ただ巻きで通すなら、こういうジグも持っていきます。後ろにブレード(金属の羽根)が付いていて、巻くだけで勝手にアピールしてくれます。

このブレード付きのただ巻きで、ネリゴ(カンパチの子ども)を釣った釣行記も書いています。

この1投がすべてではありません

上の流れは基本形です。これだけをずっと繰り返しているわけではありません。

僕が実際にやっている、他のパターンも書いておきます。

その前に、表に出てくる「ジャカ巻き」だけ説明しておきます。

ジャカ巻きは、速く巻くことと、ロッドを小刻みに動かしながら巻くこと——僕はどちらもやります

  • 速く巻くだけのとき
  • 竿先を小刻みに動かしながら、速く巻くとき

その日の反応で使い分けます。どちらにしても「速く動かして反射的に食わせる」のが狙いです。ゆっくり見せて食わせるのとは、逆の考え方になります。

やり方狙い
表層をジャカ巻き上のほうにいる魚を、速い動きで反射的に食わせる
着底後、スローにワンピッチ底付近をゆっくり見せる
着底 → ワンピッチ5回 → ジャカ巻き底から一気に上げて追わせる

表の「着底後、スローにワンピッチ」をやるときは、ジグ自体をゆっくり誘えるものに替えることがあります。僕が使っているのはこの2つです。

こうやって色々試して探るのが、実際のところです。「これが正解」という1つのパターンがあるわけではありません。

その日、その場所で反応が出る組み合わせを見つける。それがメタルジグの使い方だと思っています。

⭐ 釣れないときに変える順番

反応がないとき、僕はこの順番で変えています。

  1. アクションを変える
  2. レンジ(層)を変える
  3. 色を変える
  4. 重さを変える
  5. それでもダメなら場所を移動する

この順番には理由があります。

上に行くほど「すぐできる」から

変えるもの手間
アクション今すぐできる。次のキャストから変えられる
レンジ今すぐできる。沈める時間を変えるだけ
ルアー交換が必要
重さルアー交換が必要
場所荷物をまとめて歩く。いちばん時間がかかる

手間のかからないものから順に試す。これだけです。

いきなりルアーを交換したり、場所を移動したりする前に、いま投げているジグでできることを試し切ったほうが効率がいい。同じジグでも、動かし方とレンジを変えれば別のルアーのようになります。

それでもダメなら、迷わず移動します

全部試して反応がなければ、そこには釣れる魚がいないということです。

粘っても釣れないので、移動します。とくに根魚を狙うときはランガン(歩きながら探る)のほうが結果が出ます。

着底が分からないと、何も始まりません

ここまでの話は全部、「底に着いたことが分かる」のが前提です。

着底が分からないと、いつしゃくり始めればいいのか、いま何mを泳いでいるのかも分かりません。

スプールに指を添えて、糸の出方をコントロールする

僕がキャスト後にやっているのは、スプールに軽く指を触れて、糸の払い出しを制御する方法です。

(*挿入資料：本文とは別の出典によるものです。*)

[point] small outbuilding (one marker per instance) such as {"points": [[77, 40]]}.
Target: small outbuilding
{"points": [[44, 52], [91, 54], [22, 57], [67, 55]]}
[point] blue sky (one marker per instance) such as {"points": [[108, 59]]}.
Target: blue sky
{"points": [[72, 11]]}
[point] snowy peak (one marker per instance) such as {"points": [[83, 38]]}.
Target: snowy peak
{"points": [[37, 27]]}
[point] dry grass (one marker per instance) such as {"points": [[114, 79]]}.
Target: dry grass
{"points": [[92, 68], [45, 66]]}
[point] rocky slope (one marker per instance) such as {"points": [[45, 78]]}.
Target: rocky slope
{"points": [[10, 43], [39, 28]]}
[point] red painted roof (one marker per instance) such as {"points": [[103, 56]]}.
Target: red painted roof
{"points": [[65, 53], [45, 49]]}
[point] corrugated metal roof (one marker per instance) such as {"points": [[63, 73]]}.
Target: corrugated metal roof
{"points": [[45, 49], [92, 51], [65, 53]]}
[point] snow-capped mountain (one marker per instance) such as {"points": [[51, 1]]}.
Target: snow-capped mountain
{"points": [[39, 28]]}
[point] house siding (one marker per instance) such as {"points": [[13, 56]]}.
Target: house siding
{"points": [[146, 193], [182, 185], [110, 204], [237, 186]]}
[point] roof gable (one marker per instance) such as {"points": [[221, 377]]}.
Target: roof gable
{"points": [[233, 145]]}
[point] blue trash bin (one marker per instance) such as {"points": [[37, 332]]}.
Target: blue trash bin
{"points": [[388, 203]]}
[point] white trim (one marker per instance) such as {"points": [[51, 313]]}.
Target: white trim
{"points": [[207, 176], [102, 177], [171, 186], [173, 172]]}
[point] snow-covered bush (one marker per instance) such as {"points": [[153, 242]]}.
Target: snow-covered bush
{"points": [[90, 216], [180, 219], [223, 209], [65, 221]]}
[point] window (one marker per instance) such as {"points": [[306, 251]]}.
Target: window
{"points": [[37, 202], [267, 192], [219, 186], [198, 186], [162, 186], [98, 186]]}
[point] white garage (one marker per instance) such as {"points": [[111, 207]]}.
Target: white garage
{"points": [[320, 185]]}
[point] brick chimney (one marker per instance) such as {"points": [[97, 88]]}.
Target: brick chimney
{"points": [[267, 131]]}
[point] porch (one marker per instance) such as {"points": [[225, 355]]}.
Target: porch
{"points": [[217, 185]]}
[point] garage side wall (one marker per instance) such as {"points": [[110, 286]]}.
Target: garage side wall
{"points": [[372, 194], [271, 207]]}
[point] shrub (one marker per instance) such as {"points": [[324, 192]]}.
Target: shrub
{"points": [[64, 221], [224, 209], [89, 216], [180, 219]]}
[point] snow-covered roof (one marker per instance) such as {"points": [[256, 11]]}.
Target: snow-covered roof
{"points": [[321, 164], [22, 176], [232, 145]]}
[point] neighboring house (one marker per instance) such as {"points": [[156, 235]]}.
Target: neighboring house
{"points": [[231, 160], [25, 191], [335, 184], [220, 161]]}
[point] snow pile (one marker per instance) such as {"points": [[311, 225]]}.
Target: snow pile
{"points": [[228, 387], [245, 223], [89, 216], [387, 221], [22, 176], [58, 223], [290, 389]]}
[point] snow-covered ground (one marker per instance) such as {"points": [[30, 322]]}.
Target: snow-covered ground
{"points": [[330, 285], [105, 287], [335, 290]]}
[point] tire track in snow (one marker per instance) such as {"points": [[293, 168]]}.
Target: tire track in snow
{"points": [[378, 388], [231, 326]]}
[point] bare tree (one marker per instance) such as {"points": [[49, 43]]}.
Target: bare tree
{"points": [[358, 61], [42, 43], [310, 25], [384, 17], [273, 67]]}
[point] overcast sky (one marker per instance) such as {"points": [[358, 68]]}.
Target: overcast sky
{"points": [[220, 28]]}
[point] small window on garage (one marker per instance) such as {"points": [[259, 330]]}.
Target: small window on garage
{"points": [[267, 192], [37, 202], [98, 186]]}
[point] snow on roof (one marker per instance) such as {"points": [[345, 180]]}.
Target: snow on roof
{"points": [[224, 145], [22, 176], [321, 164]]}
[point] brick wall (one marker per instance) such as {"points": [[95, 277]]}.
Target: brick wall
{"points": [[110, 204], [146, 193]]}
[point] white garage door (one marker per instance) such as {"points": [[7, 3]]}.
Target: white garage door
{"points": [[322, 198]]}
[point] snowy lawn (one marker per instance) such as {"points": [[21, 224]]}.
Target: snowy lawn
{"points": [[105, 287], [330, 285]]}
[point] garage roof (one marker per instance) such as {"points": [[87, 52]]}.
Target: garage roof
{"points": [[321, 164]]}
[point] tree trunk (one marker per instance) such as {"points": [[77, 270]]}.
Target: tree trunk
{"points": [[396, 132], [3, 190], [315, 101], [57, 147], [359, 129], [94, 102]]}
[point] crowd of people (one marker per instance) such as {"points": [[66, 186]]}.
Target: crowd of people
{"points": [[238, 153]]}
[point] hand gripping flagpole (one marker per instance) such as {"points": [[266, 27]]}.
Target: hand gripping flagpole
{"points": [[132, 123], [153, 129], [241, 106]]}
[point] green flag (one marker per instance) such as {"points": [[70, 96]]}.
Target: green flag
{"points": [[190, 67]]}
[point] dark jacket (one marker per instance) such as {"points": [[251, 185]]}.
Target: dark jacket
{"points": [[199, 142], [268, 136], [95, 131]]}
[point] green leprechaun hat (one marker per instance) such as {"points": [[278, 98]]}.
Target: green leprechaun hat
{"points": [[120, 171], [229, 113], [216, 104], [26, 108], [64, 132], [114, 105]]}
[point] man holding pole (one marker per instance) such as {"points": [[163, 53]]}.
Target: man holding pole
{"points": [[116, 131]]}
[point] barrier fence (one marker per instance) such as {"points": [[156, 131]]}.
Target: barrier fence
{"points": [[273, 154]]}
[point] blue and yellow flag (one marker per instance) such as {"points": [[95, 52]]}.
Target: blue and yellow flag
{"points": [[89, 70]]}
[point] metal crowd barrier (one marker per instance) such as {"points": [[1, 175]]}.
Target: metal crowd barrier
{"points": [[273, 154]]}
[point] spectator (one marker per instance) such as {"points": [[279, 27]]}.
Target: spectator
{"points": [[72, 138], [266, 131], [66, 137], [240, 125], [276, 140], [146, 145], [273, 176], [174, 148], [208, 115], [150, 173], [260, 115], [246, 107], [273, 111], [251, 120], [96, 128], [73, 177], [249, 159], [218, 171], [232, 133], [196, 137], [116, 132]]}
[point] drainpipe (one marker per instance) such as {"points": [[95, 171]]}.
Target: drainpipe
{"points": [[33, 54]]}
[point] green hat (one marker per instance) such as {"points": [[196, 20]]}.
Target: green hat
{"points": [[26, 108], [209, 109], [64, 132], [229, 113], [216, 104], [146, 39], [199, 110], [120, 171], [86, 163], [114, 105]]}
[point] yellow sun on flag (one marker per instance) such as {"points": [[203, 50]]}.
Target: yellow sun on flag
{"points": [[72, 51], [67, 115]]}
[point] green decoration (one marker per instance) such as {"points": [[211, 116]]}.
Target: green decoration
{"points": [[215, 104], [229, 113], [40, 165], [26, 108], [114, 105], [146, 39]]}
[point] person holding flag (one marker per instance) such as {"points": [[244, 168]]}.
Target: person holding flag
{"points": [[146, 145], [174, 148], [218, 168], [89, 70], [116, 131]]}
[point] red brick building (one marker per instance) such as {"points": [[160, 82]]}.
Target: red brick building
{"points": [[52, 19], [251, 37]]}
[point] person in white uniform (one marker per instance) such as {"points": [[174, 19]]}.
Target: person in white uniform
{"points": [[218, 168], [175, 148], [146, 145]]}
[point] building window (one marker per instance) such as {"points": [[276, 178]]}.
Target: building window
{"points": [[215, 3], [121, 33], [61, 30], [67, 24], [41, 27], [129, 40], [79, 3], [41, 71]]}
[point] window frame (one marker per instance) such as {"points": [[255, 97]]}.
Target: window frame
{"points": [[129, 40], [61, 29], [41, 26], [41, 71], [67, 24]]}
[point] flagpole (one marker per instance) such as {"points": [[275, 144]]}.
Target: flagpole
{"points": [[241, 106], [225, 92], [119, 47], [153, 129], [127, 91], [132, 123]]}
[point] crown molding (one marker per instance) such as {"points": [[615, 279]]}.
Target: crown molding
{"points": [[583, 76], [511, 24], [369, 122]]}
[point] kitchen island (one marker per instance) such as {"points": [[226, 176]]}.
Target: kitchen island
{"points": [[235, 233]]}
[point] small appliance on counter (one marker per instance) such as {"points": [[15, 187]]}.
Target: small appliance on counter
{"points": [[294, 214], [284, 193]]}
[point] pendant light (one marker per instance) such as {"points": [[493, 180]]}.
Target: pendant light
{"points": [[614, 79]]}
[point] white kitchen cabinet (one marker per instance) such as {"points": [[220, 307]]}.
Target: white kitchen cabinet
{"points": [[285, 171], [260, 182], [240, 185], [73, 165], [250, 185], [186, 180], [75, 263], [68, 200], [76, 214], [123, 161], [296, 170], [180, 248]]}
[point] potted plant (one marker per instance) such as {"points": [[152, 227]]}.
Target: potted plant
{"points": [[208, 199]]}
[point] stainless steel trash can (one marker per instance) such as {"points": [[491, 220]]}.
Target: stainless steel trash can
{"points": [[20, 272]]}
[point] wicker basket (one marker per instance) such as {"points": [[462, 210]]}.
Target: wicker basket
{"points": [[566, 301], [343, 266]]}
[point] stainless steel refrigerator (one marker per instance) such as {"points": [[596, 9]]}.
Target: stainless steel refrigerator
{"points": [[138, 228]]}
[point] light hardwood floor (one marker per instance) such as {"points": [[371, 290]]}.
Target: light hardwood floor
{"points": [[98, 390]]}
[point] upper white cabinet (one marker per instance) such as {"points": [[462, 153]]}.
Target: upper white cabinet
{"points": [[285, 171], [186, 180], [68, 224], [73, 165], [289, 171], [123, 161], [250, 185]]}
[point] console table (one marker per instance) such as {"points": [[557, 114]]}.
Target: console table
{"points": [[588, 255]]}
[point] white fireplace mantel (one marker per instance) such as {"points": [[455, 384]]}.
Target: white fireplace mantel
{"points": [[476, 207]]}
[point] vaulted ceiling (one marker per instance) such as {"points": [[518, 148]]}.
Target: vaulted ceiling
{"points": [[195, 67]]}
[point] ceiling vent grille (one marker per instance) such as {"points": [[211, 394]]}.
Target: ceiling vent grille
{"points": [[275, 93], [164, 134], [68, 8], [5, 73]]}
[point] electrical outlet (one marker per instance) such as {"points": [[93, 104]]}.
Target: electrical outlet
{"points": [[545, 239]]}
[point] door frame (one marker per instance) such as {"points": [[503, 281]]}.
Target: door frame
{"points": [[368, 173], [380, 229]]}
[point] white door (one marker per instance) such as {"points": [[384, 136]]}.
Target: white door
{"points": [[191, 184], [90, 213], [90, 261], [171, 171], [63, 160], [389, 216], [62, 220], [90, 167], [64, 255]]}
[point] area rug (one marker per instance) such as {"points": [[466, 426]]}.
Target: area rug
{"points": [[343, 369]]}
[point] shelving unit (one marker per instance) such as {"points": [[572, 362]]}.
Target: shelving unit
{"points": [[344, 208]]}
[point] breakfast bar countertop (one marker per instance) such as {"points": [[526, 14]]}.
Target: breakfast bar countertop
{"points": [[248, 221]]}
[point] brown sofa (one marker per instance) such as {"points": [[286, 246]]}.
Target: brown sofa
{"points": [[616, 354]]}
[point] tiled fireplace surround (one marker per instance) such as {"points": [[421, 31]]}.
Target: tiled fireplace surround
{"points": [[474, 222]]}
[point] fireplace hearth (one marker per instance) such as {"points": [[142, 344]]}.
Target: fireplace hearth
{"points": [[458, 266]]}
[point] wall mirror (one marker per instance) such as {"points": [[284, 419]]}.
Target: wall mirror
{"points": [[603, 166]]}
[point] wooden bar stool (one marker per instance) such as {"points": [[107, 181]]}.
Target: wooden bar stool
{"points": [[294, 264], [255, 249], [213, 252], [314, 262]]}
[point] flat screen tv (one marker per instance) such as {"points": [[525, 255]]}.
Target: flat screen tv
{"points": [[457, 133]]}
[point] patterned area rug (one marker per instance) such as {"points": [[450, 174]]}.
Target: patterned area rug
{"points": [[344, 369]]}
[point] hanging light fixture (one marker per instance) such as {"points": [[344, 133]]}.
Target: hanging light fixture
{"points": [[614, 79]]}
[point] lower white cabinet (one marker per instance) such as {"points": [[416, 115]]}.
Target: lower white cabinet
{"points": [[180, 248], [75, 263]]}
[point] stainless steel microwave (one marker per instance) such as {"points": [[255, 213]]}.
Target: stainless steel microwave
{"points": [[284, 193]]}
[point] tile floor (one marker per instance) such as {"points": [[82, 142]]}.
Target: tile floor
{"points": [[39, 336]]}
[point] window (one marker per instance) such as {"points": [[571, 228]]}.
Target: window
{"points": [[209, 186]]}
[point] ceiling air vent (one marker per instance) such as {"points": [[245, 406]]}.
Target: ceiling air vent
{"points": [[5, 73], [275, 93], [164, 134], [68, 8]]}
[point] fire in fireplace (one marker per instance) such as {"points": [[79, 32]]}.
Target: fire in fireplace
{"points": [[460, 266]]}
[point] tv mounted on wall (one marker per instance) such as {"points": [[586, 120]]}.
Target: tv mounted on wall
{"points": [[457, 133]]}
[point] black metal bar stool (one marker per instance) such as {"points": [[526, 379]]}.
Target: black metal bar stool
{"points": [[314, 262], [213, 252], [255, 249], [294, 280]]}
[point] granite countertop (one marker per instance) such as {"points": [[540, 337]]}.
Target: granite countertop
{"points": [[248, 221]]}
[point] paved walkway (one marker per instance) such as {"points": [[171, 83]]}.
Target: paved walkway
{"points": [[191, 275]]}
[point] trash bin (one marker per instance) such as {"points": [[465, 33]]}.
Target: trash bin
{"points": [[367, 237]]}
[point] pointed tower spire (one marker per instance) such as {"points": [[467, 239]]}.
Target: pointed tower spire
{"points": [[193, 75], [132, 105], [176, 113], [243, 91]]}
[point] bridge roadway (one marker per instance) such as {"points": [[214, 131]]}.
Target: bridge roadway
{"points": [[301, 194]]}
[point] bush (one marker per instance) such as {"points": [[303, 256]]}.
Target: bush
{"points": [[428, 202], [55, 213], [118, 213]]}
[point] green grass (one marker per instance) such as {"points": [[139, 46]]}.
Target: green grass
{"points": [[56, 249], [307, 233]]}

コツは「張らず緩めず」。糸を出しすぎず、かといって引っ張りもしない。この状態を保ったまま沈めていきます。

こうすると、着底した瞬間に糸が止まるのがはっきり分かります

糸をフリーで出しっぱなしにしていると、着底しても糸は惰性で出続けます。それだと止まった瞬間が分かりません。指1本添えるだけで、感度がまるで変わります

この感度は、使っているラインにも左右されます。号数の決め方はPEラインにリーダーは必要?に書きました。

着底までの秒数を数えておく

もうひとつ、沈む時間を自分の中でカウントしておくと役に立ちます。

たとえば30秒で着底したとします。その数字が分かれば、次のキャストでこうできます。

  • 20秒でアクションを始める=底より少し上を通せる
  • 10秒で始める=もっと上の層を通せる

さっき「レンジを変える」と書きましたが、具体的にはこれです。ルアーを替えなくても、数える秒数を変えるだけで泳がせる層が変わります

底にばかり反応がないなら、少し上を探ってみる。その判断ができるのは、着底までの秒数を知っているからです。

それでも分かりにくい日は、重くする

風が強い日や潮が速い日は、どうしても分かりにくくなります。そういうときは重いジグに変えると、はっきりします。

重さの目安はメタルジグの選び方にまとめました(堤防なら40g以下、沖磯なら120g以下が僕の基準です)。

最初の1本はこれで十分です

使い方を覚えるだけなら、高いジグは要りません。

僕もこれから始めました。安くて、よく釣れます。まずは1本で、上に書いた流れを試してみてください。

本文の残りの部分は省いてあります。